Fascia is the fibrous connective tissue that surrounds every part of the body. Think of it as a three-dimensional spider web that holds together the muscles, bones, tendons, ligaments, organs, nerves etc. Fascia, like all connective tissue in the body is made of water and this water is arranged in microscopic tubules.
A key feature of fascia is that it is one continuous entity, which informs how we can stretch most effectively when we practise Pilates. It is useful to think of muscles and other structures like bones, ligaments, tendons etc as links in various chains or slings which run throughout the body. These links work together to move us about in different ways. Fascia is the fibrous web that weaves in and around the different chains or slings of the body, supporting and nourishing them. This view of anatomy is a holistic one, which respects the global organization of our tissues.
What is myofascial stretching and how does it work with Pilates?
Myofascial stretching (MFS) is a relatively new technique and differs markedly from traditional methods of stretching. Instead of focussing on stretching a specific muscle, MFS works on the fascia surrounding the muscles, ligaments, tendons etc in a specific chain or sling, e.g. extending from the toes to the back of the knee and into the pelvis.
The Pilates exercises I’ve adapted to involve more MFS encourage us to move into and hold certain shapes with the aim of improving the quality of the movement of each link in the chain relative to another.
Other features of MFS I’ve incorporated into the Pilates exercises we perform in class include:
- certain stretches being held for 90-120 seconds rather than the traditional 30 seconds to allow time for the fascia to “let go.” This results in tissue releasing permanently rather than just temporarily.
- active elongation and perpetual motion, two more ways of encouraging the fascia to “let go.” These help us experience the natural elasticity in the body.
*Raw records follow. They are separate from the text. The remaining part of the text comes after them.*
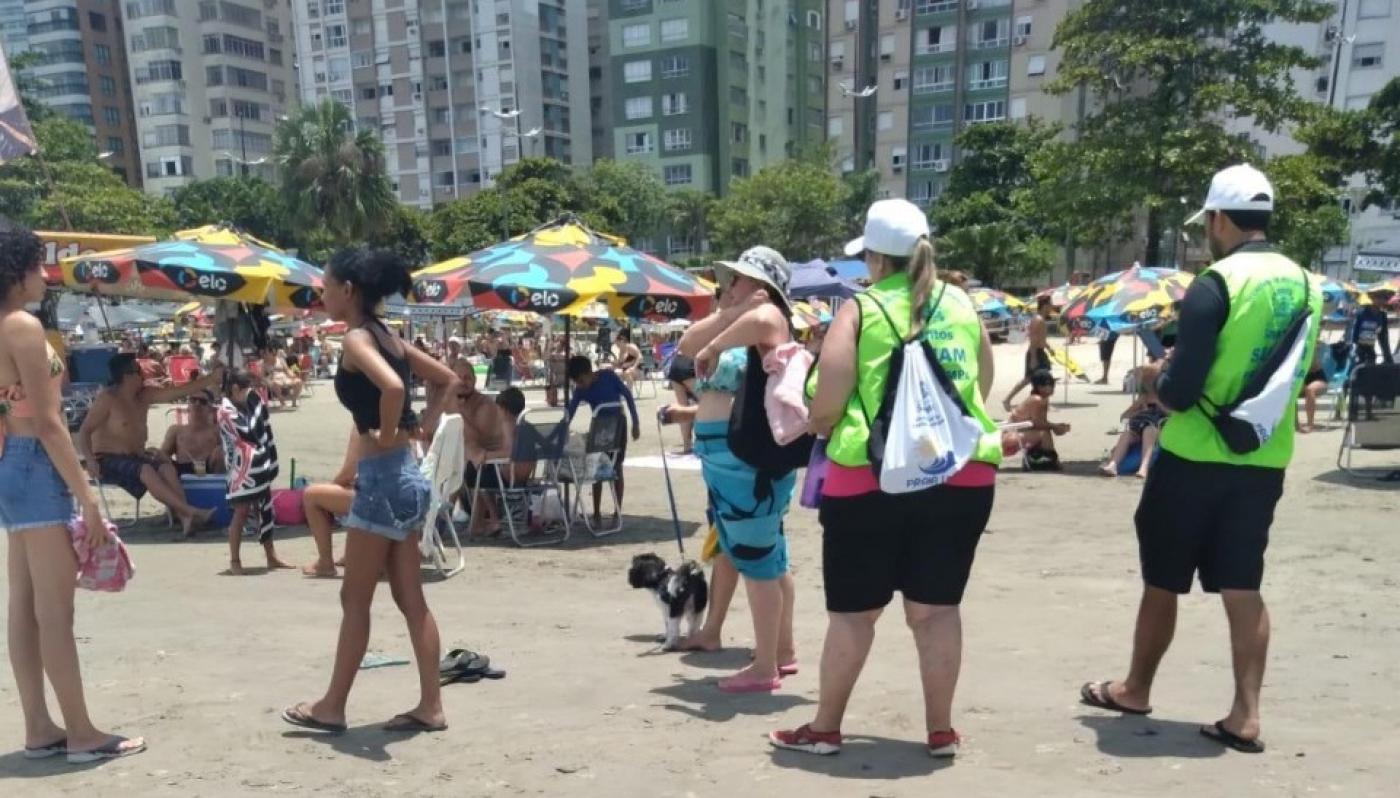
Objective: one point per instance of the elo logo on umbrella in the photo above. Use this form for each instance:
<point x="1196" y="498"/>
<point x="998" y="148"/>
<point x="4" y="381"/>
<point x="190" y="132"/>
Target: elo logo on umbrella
<point x="95" y="272"/>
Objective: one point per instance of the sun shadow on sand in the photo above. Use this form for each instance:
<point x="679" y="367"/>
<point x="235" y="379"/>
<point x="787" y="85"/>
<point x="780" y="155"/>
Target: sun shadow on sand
<point x="868" y="758"/>
<point x="703" y="700"/>
<point x="1138" y="737"/>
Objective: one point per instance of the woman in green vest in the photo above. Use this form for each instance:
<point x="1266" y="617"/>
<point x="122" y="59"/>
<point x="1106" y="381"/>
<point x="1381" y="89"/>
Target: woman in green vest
<point x="875" y="543"/>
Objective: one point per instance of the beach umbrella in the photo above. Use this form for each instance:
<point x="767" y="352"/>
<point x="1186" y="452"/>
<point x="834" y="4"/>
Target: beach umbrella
<point x="203" y="263"/>
<point x="560" y="268"/>
<point x="1141" y="297"/>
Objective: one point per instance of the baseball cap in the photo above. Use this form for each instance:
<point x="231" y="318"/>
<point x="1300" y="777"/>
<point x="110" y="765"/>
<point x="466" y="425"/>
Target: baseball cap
<point x="1236" y="188"/>
<point x="762" y="263"/>
<point x="892" y="227"/>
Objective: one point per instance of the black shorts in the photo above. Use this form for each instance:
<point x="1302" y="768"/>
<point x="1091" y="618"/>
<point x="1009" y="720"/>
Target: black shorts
<point x="917" y="543"/>
<point x="1208" y="518"/>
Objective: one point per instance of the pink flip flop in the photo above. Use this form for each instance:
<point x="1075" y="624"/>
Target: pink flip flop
<point x="735" y="686"/>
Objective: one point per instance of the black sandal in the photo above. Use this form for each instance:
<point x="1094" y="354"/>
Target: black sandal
<point x="1103" y="699"/>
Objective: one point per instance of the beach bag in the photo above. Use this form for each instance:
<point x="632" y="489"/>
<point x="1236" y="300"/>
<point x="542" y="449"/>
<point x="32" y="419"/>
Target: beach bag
<point x="1252" y="419"/>
<point x="107" y="567"/>
<point x="923" y="433"/>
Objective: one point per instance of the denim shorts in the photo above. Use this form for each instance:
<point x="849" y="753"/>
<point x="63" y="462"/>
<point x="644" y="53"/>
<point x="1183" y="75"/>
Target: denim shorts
<point x="391" y="494"/>
<point x="32" y="494"/>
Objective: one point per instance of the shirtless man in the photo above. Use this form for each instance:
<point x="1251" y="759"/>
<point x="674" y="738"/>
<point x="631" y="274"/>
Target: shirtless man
<point x="1038" y="342"/>
<point x="114" y="434"/>
<point x="196" y="447"/>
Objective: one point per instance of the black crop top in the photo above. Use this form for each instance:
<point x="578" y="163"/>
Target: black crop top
<point x="361" y="396"/>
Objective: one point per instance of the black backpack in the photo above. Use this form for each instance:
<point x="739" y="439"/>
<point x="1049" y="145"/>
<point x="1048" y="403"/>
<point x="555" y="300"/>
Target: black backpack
<point x="751" y="437"/>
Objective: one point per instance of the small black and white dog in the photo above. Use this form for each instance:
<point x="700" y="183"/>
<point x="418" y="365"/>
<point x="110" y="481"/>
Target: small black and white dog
<point x="682" y="592"/>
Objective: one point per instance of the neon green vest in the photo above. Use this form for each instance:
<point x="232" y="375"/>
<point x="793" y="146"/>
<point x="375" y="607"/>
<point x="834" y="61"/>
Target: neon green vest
<point x="954" y="333"/>
<point x="1264" y="290"/>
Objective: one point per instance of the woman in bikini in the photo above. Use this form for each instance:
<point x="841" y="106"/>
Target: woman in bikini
<point x="391" y="494"/>
<point x="39" y="479"/>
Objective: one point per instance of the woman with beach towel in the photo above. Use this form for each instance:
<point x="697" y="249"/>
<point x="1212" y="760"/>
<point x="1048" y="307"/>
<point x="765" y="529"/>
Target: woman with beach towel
<point x="748" y="507"/>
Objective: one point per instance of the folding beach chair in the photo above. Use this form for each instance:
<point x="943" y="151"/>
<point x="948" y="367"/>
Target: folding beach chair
<point x="1372" y="417"/>
<point x="541" y="436"/>
<point x="606" y="431"/>
<point x="444" y="465"/>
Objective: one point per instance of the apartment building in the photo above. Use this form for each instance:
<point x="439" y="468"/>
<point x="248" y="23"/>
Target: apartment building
<point x="83" y="73"/>
<point x="713" y="91"/>
<point x="210" y="79"/>
<point x="457" y="90"/>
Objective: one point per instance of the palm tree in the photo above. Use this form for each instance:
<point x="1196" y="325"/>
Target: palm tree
<point x="333" y="178"/>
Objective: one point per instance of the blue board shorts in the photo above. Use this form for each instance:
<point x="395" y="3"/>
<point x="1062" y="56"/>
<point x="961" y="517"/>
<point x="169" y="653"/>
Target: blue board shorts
<point x="32" y="494"/>
<point x="391" y="494"/>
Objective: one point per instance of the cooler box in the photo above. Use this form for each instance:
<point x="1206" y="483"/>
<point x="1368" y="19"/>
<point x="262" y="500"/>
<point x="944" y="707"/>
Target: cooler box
<point x="88" y="363"/>
<point x="209" y="492"/>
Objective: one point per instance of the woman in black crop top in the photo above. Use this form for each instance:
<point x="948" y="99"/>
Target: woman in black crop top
<point x="391" y="494"/>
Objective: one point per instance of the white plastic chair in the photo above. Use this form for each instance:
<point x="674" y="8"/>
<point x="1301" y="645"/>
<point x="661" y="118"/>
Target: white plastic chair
<point x="444" y="466"/>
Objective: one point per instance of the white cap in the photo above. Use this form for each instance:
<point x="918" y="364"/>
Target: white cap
<point x="1238" y="188"/>
<point x="892" y="227"/>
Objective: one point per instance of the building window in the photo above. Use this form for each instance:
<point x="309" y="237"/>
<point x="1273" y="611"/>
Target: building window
<point x="636" y="72"/>
<point x="637" y="108"/>
<point x="639" y="143"/>
<point x="1368" y="56"/>
<point x="675" y="66"/>
<point x="674" y="104"/>
<point x="675" y="30"/>
<point x="676" y="140"/>
<point x="636" y="35"/>
<point x="676" y="175"/>
<point x="990" y="111"/>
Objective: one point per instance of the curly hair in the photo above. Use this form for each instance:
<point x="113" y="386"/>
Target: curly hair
<point x="20" y="252"/>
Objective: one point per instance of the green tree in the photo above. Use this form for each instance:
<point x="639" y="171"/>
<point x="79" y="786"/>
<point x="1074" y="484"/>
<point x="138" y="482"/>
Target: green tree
<point x="1308" y="216"/>
<point x="798" y="207"/>
<point x="1164" y="77"/>
<point x="251" y="205"/>
<point x="333" y="177"/>
<point x="994" y="254"/>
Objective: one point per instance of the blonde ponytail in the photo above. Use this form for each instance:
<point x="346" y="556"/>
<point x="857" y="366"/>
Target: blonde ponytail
<point x="923" y="275"/>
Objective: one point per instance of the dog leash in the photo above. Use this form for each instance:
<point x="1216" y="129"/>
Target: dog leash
<point x="671" y="493"/>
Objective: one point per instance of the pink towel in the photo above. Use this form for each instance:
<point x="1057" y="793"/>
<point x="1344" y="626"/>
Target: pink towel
<point x="108" y="567"/>
<point x="784" y="396"/>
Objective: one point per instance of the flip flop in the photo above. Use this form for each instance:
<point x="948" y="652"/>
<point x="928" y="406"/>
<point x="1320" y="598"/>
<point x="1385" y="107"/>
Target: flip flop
<point x="1105" y="702"/>
<point x="1229" y="739"/>
<point x="298" y="718"/>
<point x="111" y="749"/>
<point x="46" y="751"/>
<point x="412" y="724"/>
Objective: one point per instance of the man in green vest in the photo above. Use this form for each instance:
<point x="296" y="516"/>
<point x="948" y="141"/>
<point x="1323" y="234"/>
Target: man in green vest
<point x="1207" y="508"/>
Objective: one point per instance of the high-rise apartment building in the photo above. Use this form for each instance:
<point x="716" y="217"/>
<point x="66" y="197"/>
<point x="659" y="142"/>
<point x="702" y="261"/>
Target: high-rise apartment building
<point x="457" y="90"/>
<point x="905" y="76"/>
<point x="210" y="79"/>
<point x="83" y="73"/>
<point x="711" y="91"/>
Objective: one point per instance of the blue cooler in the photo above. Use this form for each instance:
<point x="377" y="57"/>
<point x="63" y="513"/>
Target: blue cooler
<point x="209" y="492"/>
<point x="88" y="363"/>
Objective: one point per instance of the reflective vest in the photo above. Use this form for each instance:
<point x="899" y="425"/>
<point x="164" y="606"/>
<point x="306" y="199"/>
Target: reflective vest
<point x="1264" y="290"/>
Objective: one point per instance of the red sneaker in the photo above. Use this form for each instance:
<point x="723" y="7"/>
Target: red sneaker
<point x="807" y="741"/>
<point x="944" y="744"/>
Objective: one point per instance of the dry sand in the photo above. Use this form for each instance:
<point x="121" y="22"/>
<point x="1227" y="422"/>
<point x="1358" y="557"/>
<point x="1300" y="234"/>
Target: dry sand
<point x="202" y="664"/>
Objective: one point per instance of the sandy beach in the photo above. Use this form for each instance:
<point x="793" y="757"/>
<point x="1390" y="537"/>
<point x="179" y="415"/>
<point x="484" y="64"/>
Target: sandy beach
<point x="202" y="664"/>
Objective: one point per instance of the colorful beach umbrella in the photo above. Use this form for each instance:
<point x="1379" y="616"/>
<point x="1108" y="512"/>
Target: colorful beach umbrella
<point x="563" y="266"/>
<point x="1141" y="297"/>
<point x="202" y="263"/>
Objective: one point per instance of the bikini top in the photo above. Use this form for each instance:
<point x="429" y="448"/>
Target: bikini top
<point x="728" y="373"/>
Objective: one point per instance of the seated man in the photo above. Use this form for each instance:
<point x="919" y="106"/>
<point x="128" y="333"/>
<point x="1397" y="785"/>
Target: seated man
<point x="112" y="438"/>
<point x="195" y="445"/>
<point x="1038" y="441"/>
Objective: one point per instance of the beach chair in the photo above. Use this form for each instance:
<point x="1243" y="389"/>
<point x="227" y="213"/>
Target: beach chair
<point x="541" y="436"/>
<point x="605" y="438"/>
<point x="1372" y="417"/>
<point x="444" y="465"/>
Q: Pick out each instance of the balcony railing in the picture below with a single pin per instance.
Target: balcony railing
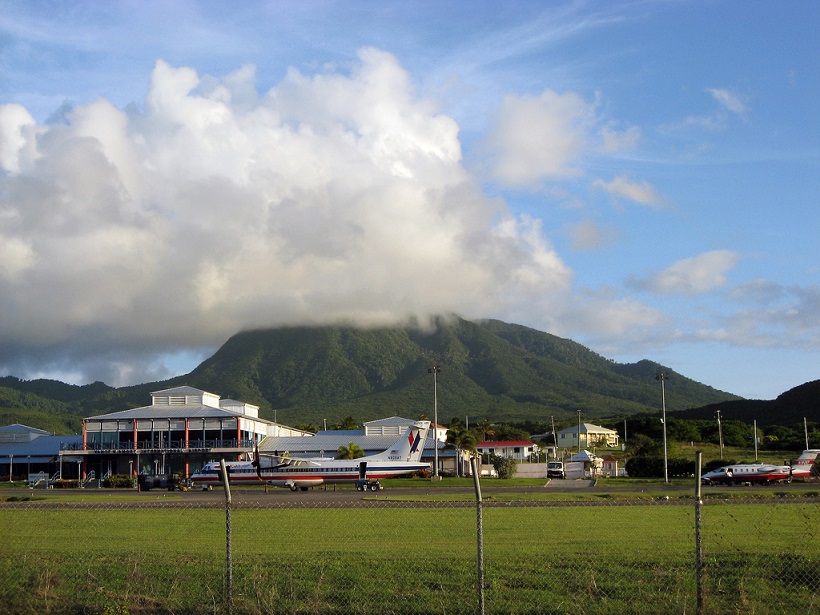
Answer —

- being present during each stage of performing an exercise. I provide cues to help you focus on any tension in the body, encouraging you to breathe into it, to notice the resulting slack as the release takes place, then inviting you to lengthen further and wait for the next release.
The benefits of Pilates exercises that incorporate myofascial stretching
Pilates and MFS together are a powerful combination. They help to nourish and rejuvenate the tissues throughout your entire body and can be used to:
- treat injuries and tight spots gently without the pain associated with traditional stretching and massage therapies;
- enhance muscle performance. Particularly useful for sportspeople looking to go fast, be stronger;
- improve muscle recovery. MFS improves the blood flow to tired muscles, helping them recover faster from intense periods of physical activity and with less soreness;
- increase flexibility and range of movement;
- improve posture and alignment;
- encourage the balanced use of muscles;
- promote spine and joint health;
- promote good hydration of the tissues of the body.
We will continue to explore myofascial stretching through specific adapted Pilates exercises in the classes I run each week online.